- I used an adjacency list to implement the graph as instructed, this is good in sparse graphs. To build this adjacency list I used a hashmap to store all keys (the urls) to allow for fast lookup as there would be a lot of lookups, additionally, I did not need to encode urls to some sort of index representation.
- The value for each key holds a page that has information about the page that we need to use for the algorithm. This allows for easy access to the page and its information. Additionally, the page object has a list of outgoing edges.
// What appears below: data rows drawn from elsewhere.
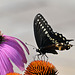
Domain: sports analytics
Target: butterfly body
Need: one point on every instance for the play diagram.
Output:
(47, 40)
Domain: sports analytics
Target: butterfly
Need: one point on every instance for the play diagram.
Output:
(47, 40)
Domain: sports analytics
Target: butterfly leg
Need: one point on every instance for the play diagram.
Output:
(46, 57)
(37, 56)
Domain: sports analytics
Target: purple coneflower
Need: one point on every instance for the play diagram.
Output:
(11, 50)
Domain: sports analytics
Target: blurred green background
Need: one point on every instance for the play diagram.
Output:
(16, 19)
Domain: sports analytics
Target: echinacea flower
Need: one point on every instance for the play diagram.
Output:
(40, 67)
(10, 49)
(13, 74)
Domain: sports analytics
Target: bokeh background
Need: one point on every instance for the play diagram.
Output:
(16, 19)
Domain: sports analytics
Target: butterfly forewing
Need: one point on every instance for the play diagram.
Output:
(41, 31)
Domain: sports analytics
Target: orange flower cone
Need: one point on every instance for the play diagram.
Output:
(40, 67)
(13, 74)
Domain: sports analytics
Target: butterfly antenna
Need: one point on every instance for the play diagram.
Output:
(31, 45)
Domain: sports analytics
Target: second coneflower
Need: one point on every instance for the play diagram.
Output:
(40, 67)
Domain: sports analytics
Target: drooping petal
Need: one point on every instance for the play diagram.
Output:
(9, 37)
(13, 43)
(5, 64)
(14, 56)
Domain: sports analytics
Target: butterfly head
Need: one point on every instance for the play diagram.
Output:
(62, 46)
(68, 46)
(38, 50)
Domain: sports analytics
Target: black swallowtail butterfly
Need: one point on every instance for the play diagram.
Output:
(47, 40)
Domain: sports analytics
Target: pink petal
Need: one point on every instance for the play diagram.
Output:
(9, 37)
(13, 55)
(5, 64)
(13, 43)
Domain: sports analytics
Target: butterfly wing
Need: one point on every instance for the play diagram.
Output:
(40, 31)
(45, 35)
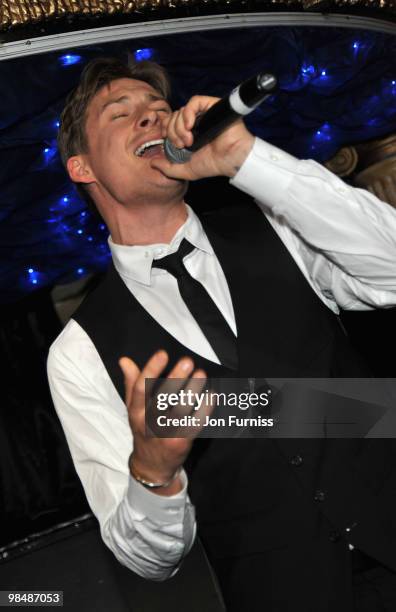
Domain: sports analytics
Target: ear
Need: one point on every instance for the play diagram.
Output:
(79, 170)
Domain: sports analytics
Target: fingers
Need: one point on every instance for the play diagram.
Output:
(131, 373)
(134, 378)
(180, 124)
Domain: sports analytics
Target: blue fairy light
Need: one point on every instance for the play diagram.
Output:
(69, 59)
(308, 69)
(49, 154)
(33, 276)
(143, 54)
(323, 134)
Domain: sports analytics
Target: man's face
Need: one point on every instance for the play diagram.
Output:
(121, 118)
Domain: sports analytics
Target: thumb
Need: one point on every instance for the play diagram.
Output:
(171, 170)
(131, 373)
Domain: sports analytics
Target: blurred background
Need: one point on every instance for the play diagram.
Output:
(336, 103)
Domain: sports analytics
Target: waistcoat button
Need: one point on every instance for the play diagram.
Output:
(296, 460)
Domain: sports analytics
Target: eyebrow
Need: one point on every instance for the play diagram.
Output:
(124, 98)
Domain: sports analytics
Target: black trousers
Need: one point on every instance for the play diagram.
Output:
(374, 586)
(247, 584)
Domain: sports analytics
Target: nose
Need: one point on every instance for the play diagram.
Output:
(149, 118)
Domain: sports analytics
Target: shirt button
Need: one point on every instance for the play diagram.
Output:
(334, 535)
(319, 495)
(296, 460)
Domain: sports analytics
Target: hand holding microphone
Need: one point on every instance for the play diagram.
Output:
(217, 122)
(241, 101)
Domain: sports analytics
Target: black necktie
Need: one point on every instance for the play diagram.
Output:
(202, 307)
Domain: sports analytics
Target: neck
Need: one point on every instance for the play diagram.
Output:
(149, 224)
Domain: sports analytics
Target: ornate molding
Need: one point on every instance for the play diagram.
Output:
(377, 168)
(370, 165)
(15, 13)
(344, 161)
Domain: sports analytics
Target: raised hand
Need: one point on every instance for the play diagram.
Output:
(156, 459)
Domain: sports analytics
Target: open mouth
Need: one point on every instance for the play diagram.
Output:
(150, 148)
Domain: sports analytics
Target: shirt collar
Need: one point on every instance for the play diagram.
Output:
(134, 262)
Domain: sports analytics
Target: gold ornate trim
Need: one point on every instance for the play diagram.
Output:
(14, 13)
(375, 165)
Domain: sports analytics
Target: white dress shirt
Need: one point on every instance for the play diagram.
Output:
(344, 241)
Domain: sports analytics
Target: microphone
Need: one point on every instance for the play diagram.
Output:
(241, 101)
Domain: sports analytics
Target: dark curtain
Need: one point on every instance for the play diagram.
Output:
(38, 484)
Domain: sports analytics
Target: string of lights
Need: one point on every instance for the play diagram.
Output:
(336, 88)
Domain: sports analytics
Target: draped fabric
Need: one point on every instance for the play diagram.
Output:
(337, 86)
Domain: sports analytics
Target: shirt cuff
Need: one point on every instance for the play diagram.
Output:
(266, 173)
(158, 508)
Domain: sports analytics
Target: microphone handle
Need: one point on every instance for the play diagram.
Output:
(241, 101)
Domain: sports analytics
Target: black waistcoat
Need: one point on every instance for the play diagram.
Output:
(249, 494)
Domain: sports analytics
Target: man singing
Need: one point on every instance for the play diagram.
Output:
(287, 524)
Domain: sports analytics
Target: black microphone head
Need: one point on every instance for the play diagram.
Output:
(266, 82)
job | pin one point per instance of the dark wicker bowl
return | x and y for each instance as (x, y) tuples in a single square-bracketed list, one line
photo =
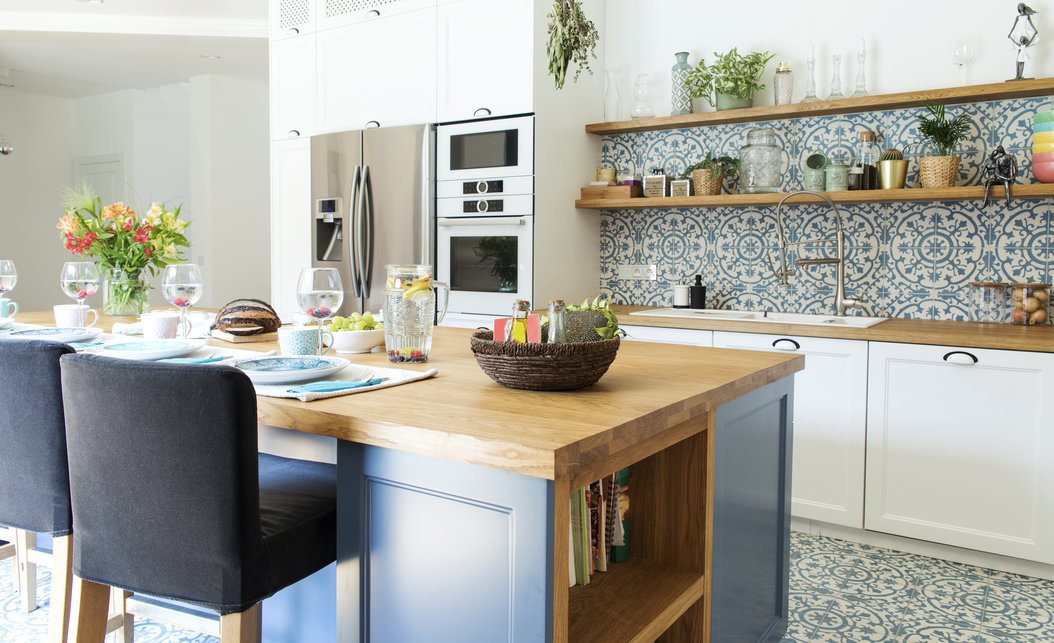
[(544, 367)]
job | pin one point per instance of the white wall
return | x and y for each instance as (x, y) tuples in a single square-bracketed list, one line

This functions as the list of edges for each node in our adjacency list.
What is the computational complexity of each method in your implementation in the worst case in terms of Big O notation? [5 points]
- insertEdge method: Worst Case O(n) .Because C++ map uses a tree behind the scenes when try to insert a new key value pair into our map it is O(log(n)) time. After it has been inserted we access it again in O(log(n)) time for readibility reasons and push the new to edge into the edge list which is O(n) time for a vector because of resizing ( amortized its only O(1)). 2 * O(log(n)) + O(n) = O(n)
- initializeGraph method: Worst Case O(n). Because we iterate through the entire graph and initialize each page object with a page rank of 1/n where n is the number of pages. This is O(n) time.
- powerIterate method: Worst Case O(n^2). We iterate through the entire graph and calculate the new page rank for each page. This is O(n) time. Inside the for loop, we iterate through the outgoing edges of each page (this could be n). This is O(n) in worst case. This results in a time complexity of O(n^2).
- rankPages method: Worst Case O(k*n^2). initializeGraph is O(n) and powerIterate is O(n^2). We powerIterate k times. This results in a time complexity of O(k*n^2).
- getRanksAsString method: Worst Case O(n^2). We iterate through each page in the graph and get it's rank which is 0(n), however, inside each iteration string concat is not constant and in worst case is O(n).
- parseInput method: Worst Case (n^2). We iterate n times in where n is the number of lines in the input file aka pages. This results in a time complexity of O(n). Inside the for loop, we call insertEdge which is O(n). This results in a time complexity of O(n^2). Next we rank pages which has k*n^2 worst case time complexity.
What is the computational complexity of your main method in your implementation in the worst case in terms of Big O notation? [5 points]
- the computational complexity of the main method in my implementation is O(k*N^2) where N is the number of pages and k is power iterations.
- this is because we iterate through the input file which is a factor of n, then we insert them also a factor of n which is n^2.
- Then we rank the pages and this method is k*n^2 where k is the number of power iterations. This results in a time complexity of O(k*n^2).
What did you learn from this assignment, and what would you do differently if you had to start over? [2 points]
- I learned how to implement a graph using an adjacency list. Because I have studied Neural Networks and simple backprop/forwardprop algorithms, the matrix implementation made a lot of sense to be, but I struggled to wrap my head around adjacency lists in implementation until this assignment
- If I could start over, I would have immediately drawn some matrix and adjacency list represenations of pagerank graphs to help me understand how the algorithm works in each implementation and also how each method handles the algorithm. This is what I ended up doing anyway and it actually helped.